Nel retroflettere, l’“energia viene dall’agire su sé stessi. […] Il bambino ora acquisisce la capacità di stare solo, di riflettere, di produrre i propri pensieri, di inventare una storia […]. Questa modalità di contatto sta alla base della capacità di fidarsi e sentirsi al sicuro con se stessi, e si sviluppa lungo tutto l’arco della vita. Il rischio, in condizioni di desensibilizzazione del confine di contatto, è che la retroflessione possa condurre alla solitudine, e la creatività del soggetto possa rivelarsi all’altro come grandiosità” (ibidem, p. 44).
“Per evitare l’ansia, ciò che [si] fa è stabilire un contatto attraverso stili di interruzione o resistenza alla spontaneità, come il retroflettere: lo sviluppo dell’eccitazione è interrotto ritorcendola verso di sé, anziché lasciare che essa conduca al contattare l’ambiente pienamente” (Spagnuolo Lobb, 2011, p. 84).
“Dal punto di vista teorico, curare la retroflessione è semplice: si tratta, meramente, di capovolgere la direzione dell’atto di retroflessione, dall’interno all’esterno. Facendo così, le energie dell’organismo, in precedenza divise, si uniscono di nuovo e si scaricano verso l’ambiente. All’impulso bloccato viene data finalmente l’opportunità di esprimersi e di completarsi rimanendo così soddisfatto.[…] Nella pratica, però, il disfarsi di una retroflessione non è così semplice. Ogni parte della personalità corre alla sua difesa come per impedire una catastrofe. La persona viene sopraffatta dall’imbarazzo, dalla paura, dal senso di colpa e dal risentimento.[…] La ragione principale che spiega la paura e il senso di colpa provocati dal capovolgimento delle retroflessioni è il fatto che la maggior parte degli impulsi retroflessi rappresentano delle aggressioni, variando da quelle più leggere alle più crudeli, dalla persuasione alla tortura” (Perls, Hefferline e Goodman, 1997, p. 421).
Bibliografia
Perls F. (1995). L’io, la fame e l’aggressività, Milano: Franco Angeli.

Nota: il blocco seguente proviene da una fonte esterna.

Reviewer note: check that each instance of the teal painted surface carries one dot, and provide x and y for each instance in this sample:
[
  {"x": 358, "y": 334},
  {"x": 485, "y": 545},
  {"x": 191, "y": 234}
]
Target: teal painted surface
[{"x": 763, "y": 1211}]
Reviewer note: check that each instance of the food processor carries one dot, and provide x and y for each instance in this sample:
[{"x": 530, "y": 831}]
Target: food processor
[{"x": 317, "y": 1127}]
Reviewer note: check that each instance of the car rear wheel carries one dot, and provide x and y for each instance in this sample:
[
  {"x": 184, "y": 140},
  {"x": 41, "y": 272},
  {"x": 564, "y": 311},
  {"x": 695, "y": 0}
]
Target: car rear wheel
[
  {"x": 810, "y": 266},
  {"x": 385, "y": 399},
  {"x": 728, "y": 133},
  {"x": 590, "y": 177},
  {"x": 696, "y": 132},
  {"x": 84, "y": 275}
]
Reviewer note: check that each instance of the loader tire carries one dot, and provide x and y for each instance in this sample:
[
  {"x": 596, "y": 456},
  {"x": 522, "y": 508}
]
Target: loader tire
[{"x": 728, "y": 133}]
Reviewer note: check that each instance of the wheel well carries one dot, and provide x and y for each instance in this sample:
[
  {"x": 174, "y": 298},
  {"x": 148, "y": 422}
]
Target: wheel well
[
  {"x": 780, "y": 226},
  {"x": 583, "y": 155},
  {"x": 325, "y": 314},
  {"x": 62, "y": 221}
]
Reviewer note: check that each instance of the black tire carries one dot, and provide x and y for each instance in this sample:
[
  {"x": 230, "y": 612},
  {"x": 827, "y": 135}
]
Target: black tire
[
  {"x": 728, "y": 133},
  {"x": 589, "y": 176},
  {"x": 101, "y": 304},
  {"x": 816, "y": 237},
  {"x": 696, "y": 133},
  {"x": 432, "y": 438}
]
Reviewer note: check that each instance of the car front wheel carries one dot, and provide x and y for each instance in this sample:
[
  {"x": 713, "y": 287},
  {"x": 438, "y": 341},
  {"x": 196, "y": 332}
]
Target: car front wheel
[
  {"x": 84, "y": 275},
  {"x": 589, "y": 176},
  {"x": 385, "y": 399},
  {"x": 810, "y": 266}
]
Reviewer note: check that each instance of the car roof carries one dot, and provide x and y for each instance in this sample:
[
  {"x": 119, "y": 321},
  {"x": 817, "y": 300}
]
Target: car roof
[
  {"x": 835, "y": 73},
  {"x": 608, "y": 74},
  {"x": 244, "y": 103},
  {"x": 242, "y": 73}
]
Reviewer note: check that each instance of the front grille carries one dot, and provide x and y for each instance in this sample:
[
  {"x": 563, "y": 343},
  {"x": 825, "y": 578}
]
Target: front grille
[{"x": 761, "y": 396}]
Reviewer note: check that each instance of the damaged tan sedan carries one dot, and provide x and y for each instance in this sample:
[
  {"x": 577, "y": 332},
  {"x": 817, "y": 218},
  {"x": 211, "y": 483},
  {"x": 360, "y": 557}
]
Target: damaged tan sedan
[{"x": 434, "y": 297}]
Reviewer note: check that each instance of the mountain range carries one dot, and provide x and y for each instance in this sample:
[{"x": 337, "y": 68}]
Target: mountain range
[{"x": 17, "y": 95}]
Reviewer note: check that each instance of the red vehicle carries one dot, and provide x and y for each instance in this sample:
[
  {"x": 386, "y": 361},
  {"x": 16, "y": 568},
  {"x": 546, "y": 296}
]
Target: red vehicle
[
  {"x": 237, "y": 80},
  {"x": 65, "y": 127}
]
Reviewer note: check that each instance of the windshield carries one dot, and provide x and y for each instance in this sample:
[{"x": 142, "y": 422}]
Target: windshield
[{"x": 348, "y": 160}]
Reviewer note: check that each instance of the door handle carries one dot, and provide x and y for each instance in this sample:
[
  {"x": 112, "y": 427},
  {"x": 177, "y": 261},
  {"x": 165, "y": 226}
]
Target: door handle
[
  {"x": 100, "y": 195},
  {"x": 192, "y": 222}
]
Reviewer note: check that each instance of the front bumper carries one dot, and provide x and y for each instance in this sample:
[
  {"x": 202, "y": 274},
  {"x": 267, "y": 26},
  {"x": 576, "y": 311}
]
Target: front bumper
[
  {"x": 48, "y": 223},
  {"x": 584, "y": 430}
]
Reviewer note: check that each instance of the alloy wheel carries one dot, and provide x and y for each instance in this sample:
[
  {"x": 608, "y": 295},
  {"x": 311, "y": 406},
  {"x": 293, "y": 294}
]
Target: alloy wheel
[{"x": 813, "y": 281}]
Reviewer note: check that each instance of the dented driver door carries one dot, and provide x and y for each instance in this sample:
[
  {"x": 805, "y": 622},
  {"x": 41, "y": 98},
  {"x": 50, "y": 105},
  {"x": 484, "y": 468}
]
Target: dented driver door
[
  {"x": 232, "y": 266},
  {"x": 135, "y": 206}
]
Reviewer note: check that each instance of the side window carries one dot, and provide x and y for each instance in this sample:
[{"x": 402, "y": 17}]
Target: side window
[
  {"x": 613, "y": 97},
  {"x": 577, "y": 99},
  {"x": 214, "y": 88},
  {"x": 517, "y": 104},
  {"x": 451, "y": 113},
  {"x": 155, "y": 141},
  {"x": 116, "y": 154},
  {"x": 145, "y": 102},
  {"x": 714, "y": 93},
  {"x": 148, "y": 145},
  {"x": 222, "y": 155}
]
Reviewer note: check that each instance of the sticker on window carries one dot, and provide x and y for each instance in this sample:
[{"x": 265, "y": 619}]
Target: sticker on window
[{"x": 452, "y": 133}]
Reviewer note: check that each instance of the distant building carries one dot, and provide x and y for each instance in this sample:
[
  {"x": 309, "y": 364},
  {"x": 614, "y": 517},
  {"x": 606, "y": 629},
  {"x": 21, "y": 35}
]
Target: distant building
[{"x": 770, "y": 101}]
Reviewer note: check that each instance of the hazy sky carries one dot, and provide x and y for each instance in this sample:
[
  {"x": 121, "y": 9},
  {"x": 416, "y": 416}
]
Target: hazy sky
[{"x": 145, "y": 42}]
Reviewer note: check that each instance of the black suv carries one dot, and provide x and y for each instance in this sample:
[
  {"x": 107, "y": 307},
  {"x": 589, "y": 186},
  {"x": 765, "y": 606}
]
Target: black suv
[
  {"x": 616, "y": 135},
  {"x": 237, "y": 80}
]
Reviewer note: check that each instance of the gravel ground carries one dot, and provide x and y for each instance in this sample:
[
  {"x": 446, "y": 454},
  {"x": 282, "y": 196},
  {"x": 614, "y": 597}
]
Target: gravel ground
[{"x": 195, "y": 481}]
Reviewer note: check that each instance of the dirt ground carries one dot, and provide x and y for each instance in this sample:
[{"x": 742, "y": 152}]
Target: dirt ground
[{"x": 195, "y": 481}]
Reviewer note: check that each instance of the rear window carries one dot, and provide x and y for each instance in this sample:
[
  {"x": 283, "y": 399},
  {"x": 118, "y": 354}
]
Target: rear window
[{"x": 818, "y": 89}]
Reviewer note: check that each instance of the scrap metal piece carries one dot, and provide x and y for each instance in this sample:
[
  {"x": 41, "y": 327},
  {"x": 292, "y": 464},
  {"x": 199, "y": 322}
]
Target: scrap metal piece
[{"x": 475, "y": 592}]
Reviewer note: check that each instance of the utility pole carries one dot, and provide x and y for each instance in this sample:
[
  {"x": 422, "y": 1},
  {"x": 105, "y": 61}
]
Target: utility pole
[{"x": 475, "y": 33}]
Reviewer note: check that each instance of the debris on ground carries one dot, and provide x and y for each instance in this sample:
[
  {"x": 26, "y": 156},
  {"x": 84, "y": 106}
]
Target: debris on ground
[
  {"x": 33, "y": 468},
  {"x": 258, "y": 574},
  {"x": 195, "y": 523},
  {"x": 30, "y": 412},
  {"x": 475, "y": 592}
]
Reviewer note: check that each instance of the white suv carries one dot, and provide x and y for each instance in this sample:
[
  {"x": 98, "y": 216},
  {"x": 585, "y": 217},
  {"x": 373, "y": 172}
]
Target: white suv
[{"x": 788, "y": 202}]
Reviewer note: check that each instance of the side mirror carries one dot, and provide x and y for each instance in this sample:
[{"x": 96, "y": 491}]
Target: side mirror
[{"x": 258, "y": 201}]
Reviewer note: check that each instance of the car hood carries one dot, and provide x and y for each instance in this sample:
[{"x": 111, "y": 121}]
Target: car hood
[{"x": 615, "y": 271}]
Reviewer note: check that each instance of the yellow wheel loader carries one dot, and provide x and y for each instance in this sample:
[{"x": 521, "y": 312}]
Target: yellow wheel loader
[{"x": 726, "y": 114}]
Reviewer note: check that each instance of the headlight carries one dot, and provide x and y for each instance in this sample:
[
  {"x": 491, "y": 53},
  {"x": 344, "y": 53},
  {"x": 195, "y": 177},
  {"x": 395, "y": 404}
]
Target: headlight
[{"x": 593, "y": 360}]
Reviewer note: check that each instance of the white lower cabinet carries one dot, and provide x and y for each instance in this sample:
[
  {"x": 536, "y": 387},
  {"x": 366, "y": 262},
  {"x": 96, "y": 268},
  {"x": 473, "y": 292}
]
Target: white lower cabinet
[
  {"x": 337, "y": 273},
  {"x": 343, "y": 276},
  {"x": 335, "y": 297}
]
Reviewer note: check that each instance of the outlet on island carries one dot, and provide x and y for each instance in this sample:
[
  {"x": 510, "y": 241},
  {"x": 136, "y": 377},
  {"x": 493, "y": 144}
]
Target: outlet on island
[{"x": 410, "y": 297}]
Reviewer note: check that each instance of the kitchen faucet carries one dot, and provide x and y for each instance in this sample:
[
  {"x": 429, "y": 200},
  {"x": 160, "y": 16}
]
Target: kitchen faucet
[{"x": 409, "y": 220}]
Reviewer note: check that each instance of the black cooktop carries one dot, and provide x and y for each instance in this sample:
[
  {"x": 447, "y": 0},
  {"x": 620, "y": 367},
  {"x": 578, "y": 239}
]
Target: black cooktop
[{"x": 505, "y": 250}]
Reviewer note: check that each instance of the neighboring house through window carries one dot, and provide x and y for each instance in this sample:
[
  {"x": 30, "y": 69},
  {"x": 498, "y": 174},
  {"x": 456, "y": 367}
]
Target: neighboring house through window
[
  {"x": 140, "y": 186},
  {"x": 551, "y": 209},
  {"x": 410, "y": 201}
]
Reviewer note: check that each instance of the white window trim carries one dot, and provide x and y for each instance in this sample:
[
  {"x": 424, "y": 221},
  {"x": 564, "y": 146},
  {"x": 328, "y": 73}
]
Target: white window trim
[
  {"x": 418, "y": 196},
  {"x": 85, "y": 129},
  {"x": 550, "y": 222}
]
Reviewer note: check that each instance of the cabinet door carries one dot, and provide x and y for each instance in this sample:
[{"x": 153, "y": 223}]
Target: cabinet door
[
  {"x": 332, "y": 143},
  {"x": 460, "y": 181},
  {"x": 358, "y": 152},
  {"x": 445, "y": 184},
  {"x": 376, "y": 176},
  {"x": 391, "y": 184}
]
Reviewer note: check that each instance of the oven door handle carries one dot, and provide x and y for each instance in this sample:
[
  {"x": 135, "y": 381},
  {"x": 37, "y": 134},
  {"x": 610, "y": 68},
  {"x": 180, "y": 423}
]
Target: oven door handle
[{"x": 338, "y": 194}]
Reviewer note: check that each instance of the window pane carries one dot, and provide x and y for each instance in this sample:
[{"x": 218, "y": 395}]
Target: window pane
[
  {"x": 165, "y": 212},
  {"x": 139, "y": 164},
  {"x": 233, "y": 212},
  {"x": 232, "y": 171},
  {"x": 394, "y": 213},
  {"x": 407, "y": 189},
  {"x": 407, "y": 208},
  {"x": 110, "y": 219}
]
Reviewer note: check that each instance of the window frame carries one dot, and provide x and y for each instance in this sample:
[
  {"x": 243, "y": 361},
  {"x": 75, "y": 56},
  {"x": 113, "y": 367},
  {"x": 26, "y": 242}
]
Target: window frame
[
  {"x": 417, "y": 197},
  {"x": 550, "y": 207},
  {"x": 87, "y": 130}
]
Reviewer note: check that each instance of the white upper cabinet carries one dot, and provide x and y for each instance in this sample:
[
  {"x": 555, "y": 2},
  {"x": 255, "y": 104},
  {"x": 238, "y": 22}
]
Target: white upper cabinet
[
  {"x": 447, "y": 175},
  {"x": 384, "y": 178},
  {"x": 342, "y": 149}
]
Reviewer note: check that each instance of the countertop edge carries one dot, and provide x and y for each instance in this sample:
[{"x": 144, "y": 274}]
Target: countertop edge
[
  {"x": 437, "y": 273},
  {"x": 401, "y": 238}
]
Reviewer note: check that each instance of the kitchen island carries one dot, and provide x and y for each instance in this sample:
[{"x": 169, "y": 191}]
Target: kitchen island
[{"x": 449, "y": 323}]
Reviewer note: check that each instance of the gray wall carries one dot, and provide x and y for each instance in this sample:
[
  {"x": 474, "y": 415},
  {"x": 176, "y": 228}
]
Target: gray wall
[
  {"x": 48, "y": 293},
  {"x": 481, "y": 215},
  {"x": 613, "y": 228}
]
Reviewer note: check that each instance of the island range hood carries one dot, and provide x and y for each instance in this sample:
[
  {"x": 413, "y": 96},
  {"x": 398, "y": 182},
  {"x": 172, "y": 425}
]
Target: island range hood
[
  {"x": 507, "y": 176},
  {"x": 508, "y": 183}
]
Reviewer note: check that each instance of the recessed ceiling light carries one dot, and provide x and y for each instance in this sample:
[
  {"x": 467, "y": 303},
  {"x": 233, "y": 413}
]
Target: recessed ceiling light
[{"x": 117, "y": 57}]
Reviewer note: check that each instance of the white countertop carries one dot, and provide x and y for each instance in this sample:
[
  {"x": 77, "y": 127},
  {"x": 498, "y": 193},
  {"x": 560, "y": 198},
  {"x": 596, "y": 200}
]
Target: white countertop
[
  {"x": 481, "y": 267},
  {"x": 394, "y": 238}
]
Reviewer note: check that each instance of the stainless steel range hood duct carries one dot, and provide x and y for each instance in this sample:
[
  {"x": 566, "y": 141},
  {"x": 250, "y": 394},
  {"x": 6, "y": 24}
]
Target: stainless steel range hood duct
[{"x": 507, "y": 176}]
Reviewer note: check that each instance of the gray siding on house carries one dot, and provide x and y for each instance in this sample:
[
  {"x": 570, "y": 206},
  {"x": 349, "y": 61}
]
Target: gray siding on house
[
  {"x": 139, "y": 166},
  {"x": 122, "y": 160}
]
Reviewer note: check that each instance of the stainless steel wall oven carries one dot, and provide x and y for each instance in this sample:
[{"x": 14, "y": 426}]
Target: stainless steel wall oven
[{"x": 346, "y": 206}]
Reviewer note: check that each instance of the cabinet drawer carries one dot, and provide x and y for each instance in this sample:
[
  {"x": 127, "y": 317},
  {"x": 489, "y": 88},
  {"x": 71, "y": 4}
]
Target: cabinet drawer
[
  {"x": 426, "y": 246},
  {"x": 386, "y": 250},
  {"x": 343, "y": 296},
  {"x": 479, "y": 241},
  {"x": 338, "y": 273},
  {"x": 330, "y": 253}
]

Perls F., Hefferline R.F., Goodman P. (1997). Teoria e pratica della terapia della Gestalt. Vitalità e accrescimento nella personalità umana, Roma: Astrolabio.
Spagnuolo Lobb M. (2011). Il now-for-next in psicoterapia. La psicoterapia della Gestalt raccontata nella società post-moderna, Milano: Franco Angeli.
Spagnuolo Lobb M. (2012). Lo sviluppo polifonico dei domini. Verso una prospettiva evolutiva della psicoterapia della Gestalt, Quaderni di Gestalt vol. XXV n. 2012/2, Milano: Franco Angeli.